Author contributions
JM, SB, GH and CL conceived the study and experimental design. SB, SH, NB and TM designed the RNA capture panel. SH and SB carried out bioinformatics analysis. MS supervised ONT sequencing experiments, bioinformatics analyses and manuscript preparation. JB and KB carried out RNA capture and library preparation for ONT long-read sequencing. DK carried out RNA capture and library preparation for Illumina short-read sequencing. SC processed ONT sequencing data. HT carried out long-range exon coordination analysis. SH and JM wrote the manuscript, with advice from all authors.

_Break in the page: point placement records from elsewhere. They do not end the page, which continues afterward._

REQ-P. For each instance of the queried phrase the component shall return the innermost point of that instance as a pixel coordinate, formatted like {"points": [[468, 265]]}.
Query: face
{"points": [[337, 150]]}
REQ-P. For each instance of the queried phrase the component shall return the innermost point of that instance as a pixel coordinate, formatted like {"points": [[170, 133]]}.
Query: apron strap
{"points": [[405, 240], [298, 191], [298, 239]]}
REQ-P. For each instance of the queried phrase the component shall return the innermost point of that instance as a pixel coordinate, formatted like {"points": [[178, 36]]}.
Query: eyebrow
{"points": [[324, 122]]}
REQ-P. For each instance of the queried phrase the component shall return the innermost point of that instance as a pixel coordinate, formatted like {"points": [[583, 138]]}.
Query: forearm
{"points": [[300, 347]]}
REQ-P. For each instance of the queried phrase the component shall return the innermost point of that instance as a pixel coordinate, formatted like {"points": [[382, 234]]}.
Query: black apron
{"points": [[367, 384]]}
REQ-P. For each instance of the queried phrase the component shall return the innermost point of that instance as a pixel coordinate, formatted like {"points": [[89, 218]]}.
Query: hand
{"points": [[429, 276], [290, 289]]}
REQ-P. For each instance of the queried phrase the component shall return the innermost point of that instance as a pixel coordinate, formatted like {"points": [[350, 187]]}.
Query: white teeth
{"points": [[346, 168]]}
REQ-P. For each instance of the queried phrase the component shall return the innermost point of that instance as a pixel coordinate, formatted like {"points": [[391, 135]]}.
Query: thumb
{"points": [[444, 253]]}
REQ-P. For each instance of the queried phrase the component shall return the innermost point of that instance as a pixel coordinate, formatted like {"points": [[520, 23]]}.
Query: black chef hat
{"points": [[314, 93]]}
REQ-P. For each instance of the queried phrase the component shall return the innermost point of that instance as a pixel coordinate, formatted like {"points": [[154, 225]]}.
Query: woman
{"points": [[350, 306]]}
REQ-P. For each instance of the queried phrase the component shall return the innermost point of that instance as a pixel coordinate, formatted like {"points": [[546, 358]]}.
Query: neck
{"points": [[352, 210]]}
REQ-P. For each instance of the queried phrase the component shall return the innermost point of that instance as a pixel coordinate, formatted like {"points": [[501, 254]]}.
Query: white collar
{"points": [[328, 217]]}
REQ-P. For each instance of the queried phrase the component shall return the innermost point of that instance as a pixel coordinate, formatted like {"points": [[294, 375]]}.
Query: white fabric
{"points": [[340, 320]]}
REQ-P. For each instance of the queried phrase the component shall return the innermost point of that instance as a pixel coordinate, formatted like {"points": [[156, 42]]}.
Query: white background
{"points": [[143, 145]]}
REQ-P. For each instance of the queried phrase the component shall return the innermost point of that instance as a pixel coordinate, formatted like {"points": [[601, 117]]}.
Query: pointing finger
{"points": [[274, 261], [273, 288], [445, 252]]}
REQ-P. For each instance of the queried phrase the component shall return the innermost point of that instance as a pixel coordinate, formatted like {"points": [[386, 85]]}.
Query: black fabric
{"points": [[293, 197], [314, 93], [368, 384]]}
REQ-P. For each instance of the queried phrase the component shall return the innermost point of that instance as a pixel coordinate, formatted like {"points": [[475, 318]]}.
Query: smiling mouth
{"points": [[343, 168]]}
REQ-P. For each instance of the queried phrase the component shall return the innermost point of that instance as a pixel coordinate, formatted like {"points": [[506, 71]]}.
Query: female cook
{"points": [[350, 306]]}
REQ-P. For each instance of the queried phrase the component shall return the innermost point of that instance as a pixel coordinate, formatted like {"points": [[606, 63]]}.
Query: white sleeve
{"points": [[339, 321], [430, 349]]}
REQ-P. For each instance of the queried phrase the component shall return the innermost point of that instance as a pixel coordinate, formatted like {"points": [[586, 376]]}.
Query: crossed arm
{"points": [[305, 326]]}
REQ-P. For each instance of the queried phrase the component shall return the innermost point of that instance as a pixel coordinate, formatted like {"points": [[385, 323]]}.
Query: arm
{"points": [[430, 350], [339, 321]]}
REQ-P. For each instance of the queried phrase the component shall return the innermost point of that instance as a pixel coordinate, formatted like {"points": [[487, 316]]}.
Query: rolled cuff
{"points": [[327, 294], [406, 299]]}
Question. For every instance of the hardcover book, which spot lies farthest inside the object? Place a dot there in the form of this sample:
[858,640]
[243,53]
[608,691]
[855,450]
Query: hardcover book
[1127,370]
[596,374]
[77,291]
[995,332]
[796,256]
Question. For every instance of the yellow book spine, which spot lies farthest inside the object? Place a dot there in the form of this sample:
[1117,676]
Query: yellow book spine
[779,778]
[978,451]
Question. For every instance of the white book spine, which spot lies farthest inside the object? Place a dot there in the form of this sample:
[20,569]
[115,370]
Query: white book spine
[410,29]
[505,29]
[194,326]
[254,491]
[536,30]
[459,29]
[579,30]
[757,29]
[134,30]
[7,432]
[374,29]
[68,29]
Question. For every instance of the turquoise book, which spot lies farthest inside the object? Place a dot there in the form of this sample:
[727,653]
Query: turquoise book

Conflict of interest statement
MS has received travel and accommodation expenses to speak at Oxford Nanopore Technologies conferences. TM is an inventor on a patent (PCT/AU2015/050797) relating to sequin spike-in controls. Otherwise, the authors declare that the submitted work was carried out in the absence of any professional or financial relationship that could potentially be construed as a conflict of interest.
Acknowledgements
We would like to thank Mr James Ferguson and Mr Ted Wong (Garvan Institute) for providing computational support during data analysis. We also thank Dr Ira Deveson (Garvan Institute) for providing access to chromosome 21 CaptureSeq datasets. Brain tissue was received from the New South Wales Brain Tissue Resource Centre at the University of Sydney, which is supported by the Schizophrenia Research Institute. This work was supported by National Health & Medical Research Council (NHMRC) Program Grant 1132524 to GH, JM and CL. SH is supported by a NHMRC Early Career Fellowship (APP1156531). GH is supported by a NHMRC Senior Principal Research Fellowship (1079679). TM is supported by a NHMRC Australia Fellowship (1062470) and also by the Paramor Family Fellowship. HT is a Leon Levy Research Fellow in Neuroscience and is furthermore grateful for a generous gift by Anita Garoppolo. Research reported in this publication was supported by the National Institute on Alcohol Abuse and Alcoholism of the National Institutes of Health under Award Number R28AA012725. The content is solely the responsibility of the authors and does not necessarily represent the official views of the National Institutes of Health.